Storage area networks (SANs) allow multiple processors to share a pool of common storage. It is a powerful solution for sharing content across a homogeneous system. A SAN is a pool of virtual storage, which is treated by a device as if all the storage were local. SANs can be comprised of local storage on a number of machines, centralized storage or a combination of both. Unlike a traditional network, SANs do not involve file transfer. When users gain access to a shared piece of content, they are not making a copy of the content on their local storage. Nor are they attaching a file system to their local box. To the user, it appears as if the content resides on their local system regardless of where the content is physically stored. Furthermore, SANs operate separately from a local area network (LAN), so storage-related functions do not slow normal LAN traffic.

SAN assembly The SAN consists of three basic components: an interface (like SCSI, Fibre Channel or ESCON), interconnects (switches, gateways, routers or hubs), and a protocol (like IP or SCSI) that controls traffic over the access paths that connect the nodes. These three components plus the attached storage devices and servers form an independent storage area network.

While the SAN supports a number of interfaces, Fibre Channel (both Fibre Channel Arbitrated Loop [FC-AL] and Fibre Channel fabrics) has gained the limelight due to its flexibility, high throughput, inherent fault-tolerant access paths and potential for revitalizing network-to-storage communications. In most, but not all SAN implementations, Fibre Channel serves as a sort of shared "SCSI extender," allowing local systems to treat remotely located storage as a local SCSI device.

Figure 1 shows a simple SAN system. Note that each video server has inputs, outputs, local storage and a SAN connection. Content stored on the local drive is accessible not just to users on the local node but to all users on the SAN. An item stored on System A is just as available to a user of that system as it is to a user on System B. A user on System B does not have to copy content from System A before it can be used.

Most of us are familiar with the Windows operating systems. When users want to access content stored on a different computer across a network, the remote computer must first be found on the network, a username and password must be typed, then the drive and the desired file must be located. At that point, the desired file must be copied to the local drive. As an extension to this idea, both Windows and UNIX support mounting remote file systems. Once a remote file system is mounted locally, this storage appears to be part of the local file. Remote file system technology has been around for a long time and is well understood. It operates well across public networks. However, it includes overhead that may not be appropriate for rich media applications at high bit rates operating across dedicated networks.

SAN concerns SANs raise some interesting issues. For example, if SAN data is not stored in a particular location, how can it be adequately backed up? Some SAN solutions automatically create two copies of any newly ingested material. The system makes sure that the same data is not stored in the same location. Other SAN systems stripe the data across multiple systems. If one server's local storage becomes unavailable the SAN recreates the data using parity algorithms. In any case, it is important that users understand how their SAN data is protected and what the cost of this protection is in terms of disk storage.

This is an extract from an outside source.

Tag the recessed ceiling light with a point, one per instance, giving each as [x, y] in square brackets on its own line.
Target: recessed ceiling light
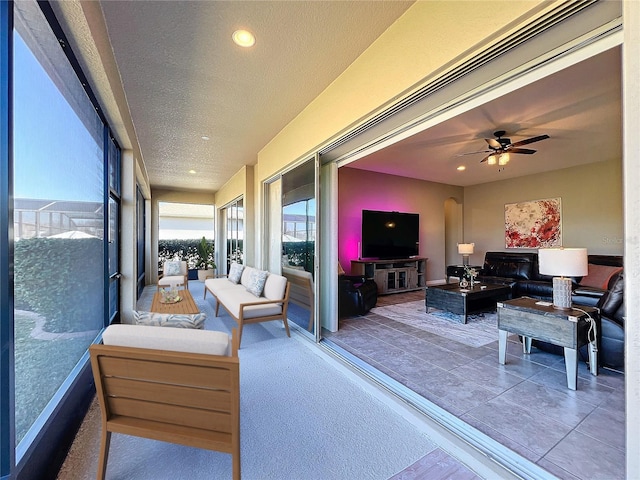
[243, 38]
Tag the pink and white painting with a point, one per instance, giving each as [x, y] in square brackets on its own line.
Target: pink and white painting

Another issue in SAN design is bandwidth. How do SAN systems ensure that the SAN does not fall over if all users on the SAN request data simultaneously? First, they design the bandwidth of the SAN so that it has extra capacity. The extra capacity assures that the SAN keeps functioning even in times of extremely high demand. Some might argue that this is wasteful and drives up cost. The fact is that high-speed network hardware is falling in price, and is now such a small part of the total system price that this is no longer a consideration. Second, they insist that connections to the SAN be carefully controlled. If the SAN is grown in an unplanned way, the overall bandwidth of the SAN could be exceeded under peak conditions.

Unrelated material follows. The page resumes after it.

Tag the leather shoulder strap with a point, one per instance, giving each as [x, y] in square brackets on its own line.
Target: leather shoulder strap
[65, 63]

If SAN is so great, why doesn't everyone use it? SAN has a few challenges. First, SAN does not work well in a multivendor environment. If you are looking to mix vendors' equipment, you are better off using network-attached storage, or some other Internet protocol-based system. The standards for SAN do not address the issue of file interchange. Just because you can transfer a file from one vendor to another does not mean you can play it. For example, you might be able to create an MPEG file that cannot be decoded by another system. For this reason, SANs exist pretty much as single vendor solutions. Also, as previously discussed, most vendors are nervous about connecting to other SANs because of concerns about bandwidth demands.

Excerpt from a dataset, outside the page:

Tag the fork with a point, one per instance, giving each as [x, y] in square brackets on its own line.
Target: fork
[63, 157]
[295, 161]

Second, SANs may turn out to be more expensive when you are looking for a server system that has a low number of I/O channels but lots of storage. Finally, SANs may not be the way to go if you are looking for a small system. Generally, simple, stand-alone systems are less expensive.

SANs are best used in larger systems where users want many I/O channels and they all want to access the same content. As storage prices fall, building one server with a huge amount of storage is not a problem. However, I/O still requires bandwidth inside the server. There are two common strategies for dealing with large I/O requirements. One is to build a large server with what amounts to a router inside it. The other is to connect a number of smaller I/O devices to a network. That is what a SAN does. It allows one to grow a network efficiently without having to upgrade boxes.